Now comes the delicate dance. Ohtani will join Japan for the upcoming World Baseball Classic as a hitter only, compressing his buildup into a tight international window. Travel, tournament intensity, practice-field limitations — all threaten rhythm. The Dodgers, cautious by nature, have no intention of rushing him. With young, optionable arms such as Emmet Sheehan and River Ryan providing depth, they can space out Ohtani’s starts, perhaps limiting him to 25 or fewer. Opportunity alone could dent Cy Young math.
And yet, inside that clubhouse, doubt feels misplaced. The Dodgers believe competition will sharpen him further. Yoshinobu Yamamoto, fresh off a third-place Cy Young finish, looms as both ally and rival. Snell brings two Cy Young trophies of his own. The rotation culture, Prior says, breeds accountability — no weak links allowed.
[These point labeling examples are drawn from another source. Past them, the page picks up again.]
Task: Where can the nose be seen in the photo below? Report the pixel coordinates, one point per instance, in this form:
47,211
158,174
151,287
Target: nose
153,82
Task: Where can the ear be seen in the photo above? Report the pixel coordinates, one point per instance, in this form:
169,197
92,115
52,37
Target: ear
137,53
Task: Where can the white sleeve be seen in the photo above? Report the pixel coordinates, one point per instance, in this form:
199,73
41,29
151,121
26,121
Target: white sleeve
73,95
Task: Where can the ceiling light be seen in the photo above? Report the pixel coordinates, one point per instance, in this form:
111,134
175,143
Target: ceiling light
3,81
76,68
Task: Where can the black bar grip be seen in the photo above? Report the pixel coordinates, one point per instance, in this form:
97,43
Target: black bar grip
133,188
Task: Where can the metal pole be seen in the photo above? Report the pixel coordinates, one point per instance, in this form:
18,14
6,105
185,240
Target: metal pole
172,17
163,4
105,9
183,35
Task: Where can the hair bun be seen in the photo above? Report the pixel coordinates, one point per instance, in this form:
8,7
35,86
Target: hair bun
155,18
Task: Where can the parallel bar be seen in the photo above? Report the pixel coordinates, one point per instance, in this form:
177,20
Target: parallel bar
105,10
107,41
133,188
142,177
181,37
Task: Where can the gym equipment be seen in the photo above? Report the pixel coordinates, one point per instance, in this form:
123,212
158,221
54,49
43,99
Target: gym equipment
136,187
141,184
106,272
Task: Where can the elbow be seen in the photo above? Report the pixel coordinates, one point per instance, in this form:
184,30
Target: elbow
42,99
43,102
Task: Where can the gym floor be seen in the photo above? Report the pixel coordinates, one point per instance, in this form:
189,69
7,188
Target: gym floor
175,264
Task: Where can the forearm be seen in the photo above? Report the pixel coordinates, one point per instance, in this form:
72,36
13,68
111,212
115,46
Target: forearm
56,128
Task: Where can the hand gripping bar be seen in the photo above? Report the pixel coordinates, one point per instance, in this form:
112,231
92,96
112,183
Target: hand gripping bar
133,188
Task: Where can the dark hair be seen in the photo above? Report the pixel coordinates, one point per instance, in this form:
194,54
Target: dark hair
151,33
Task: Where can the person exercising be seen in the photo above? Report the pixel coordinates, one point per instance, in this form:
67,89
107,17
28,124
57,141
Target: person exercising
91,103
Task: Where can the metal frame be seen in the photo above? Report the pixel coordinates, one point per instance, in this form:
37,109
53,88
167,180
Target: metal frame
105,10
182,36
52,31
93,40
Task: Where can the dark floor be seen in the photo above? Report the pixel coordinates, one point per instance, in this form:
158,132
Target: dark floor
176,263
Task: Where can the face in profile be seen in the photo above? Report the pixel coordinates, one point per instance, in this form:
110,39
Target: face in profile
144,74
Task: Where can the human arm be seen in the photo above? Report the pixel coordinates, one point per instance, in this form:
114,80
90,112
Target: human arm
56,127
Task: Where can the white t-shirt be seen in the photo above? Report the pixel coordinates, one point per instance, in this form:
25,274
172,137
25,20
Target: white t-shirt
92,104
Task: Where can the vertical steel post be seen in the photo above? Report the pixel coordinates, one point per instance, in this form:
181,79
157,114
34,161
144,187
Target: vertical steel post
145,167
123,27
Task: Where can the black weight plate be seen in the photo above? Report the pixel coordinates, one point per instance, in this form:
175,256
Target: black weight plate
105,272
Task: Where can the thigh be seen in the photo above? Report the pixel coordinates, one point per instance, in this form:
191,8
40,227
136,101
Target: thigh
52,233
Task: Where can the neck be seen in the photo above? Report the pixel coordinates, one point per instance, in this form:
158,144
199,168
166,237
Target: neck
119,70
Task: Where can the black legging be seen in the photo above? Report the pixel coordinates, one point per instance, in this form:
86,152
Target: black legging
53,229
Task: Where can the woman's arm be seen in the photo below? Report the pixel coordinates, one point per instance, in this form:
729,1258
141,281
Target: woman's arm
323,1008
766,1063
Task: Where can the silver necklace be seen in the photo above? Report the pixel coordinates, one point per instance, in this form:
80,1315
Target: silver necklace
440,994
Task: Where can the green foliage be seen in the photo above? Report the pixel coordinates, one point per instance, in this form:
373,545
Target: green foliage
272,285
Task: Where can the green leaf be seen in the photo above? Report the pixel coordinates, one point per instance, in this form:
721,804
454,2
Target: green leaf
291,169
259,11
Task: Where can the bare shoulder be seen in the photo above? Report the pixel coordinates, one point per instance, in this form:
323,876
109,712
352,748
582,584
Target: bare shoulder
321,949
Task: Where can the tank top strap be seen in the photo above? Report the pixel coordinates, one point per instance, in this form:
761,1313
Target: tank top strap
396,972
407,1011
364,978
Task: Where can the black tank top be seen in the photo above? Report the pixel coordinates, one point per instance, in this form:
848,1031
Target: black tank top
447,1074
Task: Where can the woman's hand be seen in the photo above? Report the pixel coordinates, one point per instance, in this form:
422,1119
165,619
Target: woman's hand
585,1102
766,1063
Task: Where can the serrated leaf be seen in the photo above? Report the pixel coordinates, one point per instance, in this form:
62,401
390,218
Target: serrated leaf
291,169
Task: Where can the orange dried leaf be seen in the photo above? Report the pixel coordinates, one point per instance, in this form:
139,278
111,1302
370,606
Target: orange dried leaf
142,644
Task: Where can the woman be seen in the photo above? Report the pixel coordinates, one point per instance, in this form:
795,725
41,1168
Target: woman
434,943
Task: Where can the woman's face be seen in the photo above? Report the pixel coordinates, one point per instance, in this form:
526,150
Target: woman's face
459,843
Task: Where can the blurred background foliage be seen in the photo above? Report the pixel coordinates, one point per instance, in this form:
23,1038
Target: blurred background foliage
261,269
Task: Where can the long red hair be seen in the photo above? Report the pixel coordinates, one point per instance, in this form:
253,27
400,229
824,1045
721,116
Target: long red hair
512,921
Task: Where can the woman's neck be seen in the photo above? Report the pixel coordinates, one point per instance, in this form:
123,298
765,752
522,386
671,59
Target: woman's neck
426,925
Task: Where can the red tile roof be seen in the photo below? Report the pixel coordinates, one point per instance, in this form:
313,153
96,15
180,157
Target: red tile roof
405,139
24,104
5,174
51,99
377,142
Ohtani thrives in that crucible.
“He keeps getting put in these spots where you expect something incredible,” third baseman Max Muncy said. “He rarely disappoints.”
The expectations are astronomical again. A 98-mph fastball. Six weapons. A sharpened edge. A singular mission. From 50/50 mythology to the last untouched summit on his personal mountain, Ohtani is not simply returning to the mound. He is hunting. And if history is any guide, the league should brace itself — because when Shohei Ohtani decides something is possible, baseball’s definition of possible tends to change.